Houve ainda rumores de que o pai de Neymar teria pago a fiança estipulada em 1 milhão de euros para que Daniel Alves pudesse sair da prisão. No entanto, após a repercussão negativa, o Neymar Pai negou que pagaria o valor. Em nota publicada em suas redes sociais, ele afirmou que o Caso Daniel Alves não o compete mais.

Ainda sobre o apoio no mundo do futebol, o Barcelona — clube onde Daniel Alves se consagrou como jogador — havia retirado-o da lista de “lendas” do time. No entanto, o clube voltou atrás e, mesmo após a condenação, recolocou a imagem de Alves na área de “jogadores lendários” no site oficial.

Porém, sobretudo na bolha progressista e entre as mulheres, a notícia de que o jogador teria pago uma fiança de 1 milhão de euros pela liberdade provisória gerou indignação. O sentimento é de que, se você tem poder aquisitivo e prestígio, você pode fazer o que quiser. A presidente do Palmeiras, Leila Pereira, foi uma das vozes do futebol que se indignou com a decisão da justiça espanhola. Em entrevista ao Globo Esporte, ela declarou:

“Uma pessoa já condenada e que está solta. Por quê? Pagou. Então, para estuprar, você paga. A mulher tem um preço para ser estuprada. Você paga e é solto, não acontece absolutamente nada. Aquilo é revoltante.”

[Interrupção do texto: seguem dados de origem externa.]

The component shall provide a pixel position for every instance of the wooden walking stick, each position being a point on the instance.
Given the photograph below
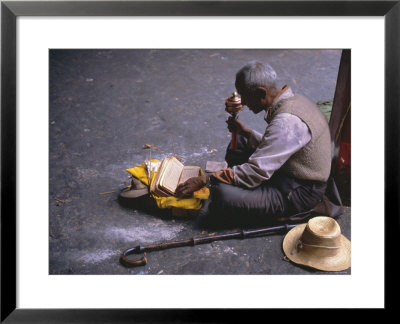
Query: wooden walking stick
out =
(233, 105)
(195, 241)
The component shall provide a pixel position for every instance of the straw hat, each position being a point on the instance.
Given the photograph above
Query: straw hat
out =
(318, 244)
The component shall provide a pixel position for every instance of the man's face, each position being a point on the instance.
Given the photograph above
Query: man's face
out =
(250, 100)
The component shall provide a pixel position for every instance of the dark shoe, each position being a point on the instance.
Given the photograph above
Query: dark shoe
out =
(136, 190)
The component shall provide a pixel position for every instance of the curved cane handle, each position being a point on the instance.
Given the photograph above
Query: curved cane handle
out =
(132, 263)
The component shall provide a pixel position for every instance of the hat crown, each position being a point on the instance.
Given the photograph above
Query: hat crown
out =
(321, 236)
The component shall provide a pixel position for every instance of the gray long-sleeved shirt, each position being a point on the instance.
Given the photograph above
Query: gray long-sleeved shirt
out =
(285, 135)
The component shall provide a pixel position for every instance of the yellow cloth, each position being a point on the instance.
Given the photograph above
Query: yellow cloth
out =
(140, 172)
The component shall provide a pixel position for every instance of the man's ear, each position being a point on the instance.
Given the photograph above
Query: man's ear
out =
(261, 93)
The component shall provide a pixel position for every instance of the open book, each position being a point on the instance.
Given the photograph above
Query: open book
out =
(170, 174)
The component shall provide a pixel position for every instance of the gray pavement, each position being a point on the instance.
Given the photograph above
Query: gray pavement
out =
(105, 105)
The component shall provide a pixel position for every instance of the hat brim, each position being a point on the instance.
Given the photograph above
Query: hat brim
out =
(340, 261)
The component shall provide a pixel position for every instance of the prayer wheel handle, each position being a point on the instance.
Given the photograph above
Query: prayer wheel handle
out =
(133, 263)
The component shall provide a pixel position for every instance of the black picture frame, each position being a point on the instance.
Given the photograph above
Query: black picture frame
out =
(11, 10)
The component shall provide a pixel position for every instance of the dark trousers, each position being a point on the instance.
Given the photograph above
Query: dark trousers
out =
(280, 196)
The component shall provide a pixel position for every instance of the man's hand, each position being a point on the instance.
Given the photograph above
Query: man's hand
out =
(226, 175)
(237, 126)
(191, 185)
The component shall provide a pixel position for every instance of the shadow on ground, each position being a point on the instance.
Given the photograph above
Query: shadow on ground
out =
(106, 105)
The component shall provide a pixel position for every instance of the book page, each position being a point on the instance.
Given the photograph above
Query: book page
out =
(189, 172)
(171, 175)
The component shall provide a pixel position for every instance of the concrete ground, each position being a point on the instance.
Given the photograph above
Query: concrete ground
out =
(105, 105)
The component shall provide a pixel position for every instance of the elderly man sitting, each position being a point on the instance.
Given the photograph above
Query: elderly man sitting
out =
(274, 175)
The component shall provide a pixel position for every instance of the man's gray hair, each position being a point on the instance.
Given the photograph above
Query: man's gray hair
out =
(255, 74)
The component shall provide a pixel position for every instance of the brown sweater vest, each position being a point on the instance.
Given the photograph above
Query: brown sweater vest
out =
(313, 161)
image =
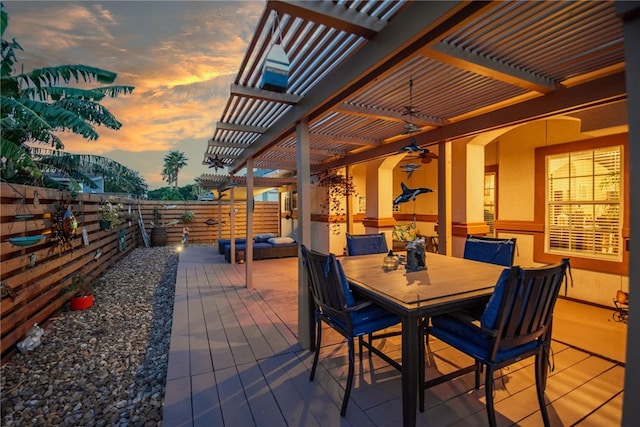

Leila Pereira em Coletiva | Fonte: CBF

A antropóloga e professora universitária Débora Diniz também comentou o caso nas suas redes sociais, expondo o absurdo que é poder pagar pela liberdade após ter sido condenado por estupro:

“O espetáculo da punição para a liberdade ser comprada por um milhão de euros. A justiça foi lenta e, agora, é ridícula: põe preço no estupro de uma mulher. Um milhão. Homens famosos escapam da justiça seja porque as mulheres não são críveis ou porque compram a liberdade […] A conversa aqui não é sobre defesa do punitivismo: é sobre a mensagem de justiça a essa mulher e a todas as mulheres do mundo”

            Como colocado por Débora Diniz e Leila Pereira, a mensagem que fica é que: para estuprar e violentar sem consequências, basta ter dinheiro. Apesar das diferenças entre a justiça espanhola e a brasileira e os trâmites legais internacionais, os casos Robinho e Daniel Alves são a prova de que os homens ricos de prestígio têm liberdade para fazer o que quiserem em qualquer lugar do mundo.